Approximate vlookup


Posted by Joel Horowitz on December 04, 2001 1:22 PM

Hye,

I am currently trying to match two databases of company names, but the problem is that their names do not always appear exactly the same.

Who has a suggestion on how to tackle the problem of 'approximate vlookup'? I mean looking names in a database when they're not written exactly the same way. I'm aware of the TRUE attribute for vlookup, but that doesn't really solve the problem.

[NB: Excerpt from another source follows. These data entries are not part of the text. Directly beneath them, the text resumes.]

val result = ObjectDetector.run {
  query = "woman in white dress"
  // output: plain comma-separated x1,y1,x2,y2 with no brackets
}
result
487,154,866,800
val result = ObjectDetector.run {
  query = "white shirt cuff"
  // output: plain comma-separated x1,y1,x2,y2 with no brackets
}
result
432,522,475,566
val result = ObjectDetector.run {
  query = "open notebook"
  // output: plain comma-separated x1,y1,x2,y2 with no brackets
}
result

Let me define properly what I would like to do: I want to give as input a name + a list, and get as output the first entry in the list that contains that name, or alternatively, the entry that has the biggest chunk of letter in common (or any other criteria that would maximize the chance that the match is the correct one)

Thanks

Posted by Duane Kennerson on December 04, 2001 1:25 PM

see the "Unlock Mr. Excel Challenge" banner at the top of the page. That may help your situation. Its a similar problem with some solutions.:

Hye,

Posted by IML on December 04, 2001 2:07 PM

formatting?

If one list has
Public, John Q
and another is
John Public
you may want to consider a formula that will put the names in a similar format. Is this is what is going in, please describe the format the name is currently in, and what format you would like to get it to.


Posted by Joel Horowitz on December 05, 2001 10:55 AM

Re: formatting?


Well thanks for the advise, but the names are companies, and the typical things I have are like this (they are often in French)

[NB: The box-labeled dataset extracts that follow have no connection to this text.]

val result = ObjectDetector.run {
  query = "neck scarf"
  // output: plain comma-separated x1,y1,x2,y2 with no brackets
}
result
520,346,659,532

'Procter & Gamble' vs. 'Procter and Gamble'
'Unilever Europe' vs. 'Unilever S.A.'
'Banque Degroof' vs. 'Degroof'

So I cannot speak about a format...

Thanks



Posted by Aladin Akyurek on December 06, 2001 10:48 AM

Joel --

What follows might be of some help.

Lets say that A1:A4 houses the 1st list, which is:

{"Procter and Gamble";
"Unilever S.A.";
"Degroof";
"Excellence"}

and C1:C4 the 2nd list, which is:

{"Procter & Gamble";
"Unilever Europe";
"Banque Degroof";
"Excellence"}

Note 1. The lists need not be in the same sheet or of the same length.

In D1 enter: =IF(LEN(G1),IF(SUMPRODUCT((ISNUMBER(SEARCH(G1,$A$1:$A$4)))+0)>0,INDEX($A$1:$A$4,SUMPRODUCT((ISNUMBER(SEARCH(G1,$A$1:$A$4)))*(ROW($A$1:$A$4))))),F1)

In E1 enter: =IF(LEN(F1),F1,IF(SUMPRODUCT((ISNUMBER(SEARCH(LEFT(C1,SEARCH(" ",C1)-1),$A$1:$A$4)))+0)>0,INDEX($A$1:$A$4,SUMPRODUCT((ISNUMBER(SEARCH(LEFT(C1,SEARCH(" ",C1)-1),$A$1:$A$4)))*(ROW($A$1:$A$4)))),""))

In F1 enter: =IF(COUNTIF($A$1:$A$4,C1),C1,"")

In G1 enter: =IF(LEN(E1),"",RIGHT(C1,LEN(C1)-SEARCH("@",SUBSTITUTE(C1," ","@",LEN(C1)-LEN(SUBSTITUTE(C1," ",""))))))

Select D1:G1 and copy down as far as needed.

I've put the result list expressly next to the second list. What this system of formulas does is: (A) Determine if an item in the 2nd list is also in the 1st list-if so, return that item; (B) If A fails, determine if the first word (delimited by a space) of an item in the 2nd list occurs somewhere in the 1st list-if so, return the item from the 1st list that contains the target word; (C) If B fails, determine if the last word of an item in the 2nd list occurs somewhere in the 1st list-if so, return the item from the 1st list that contains the last target word.

Caveat. If there are more than 1 item that contains the target word, the formula will spawn erroneous results. So becareful.

Note 2. If you like to have a copy of the workbook containing the above, just drop me a line.


Aladin

===========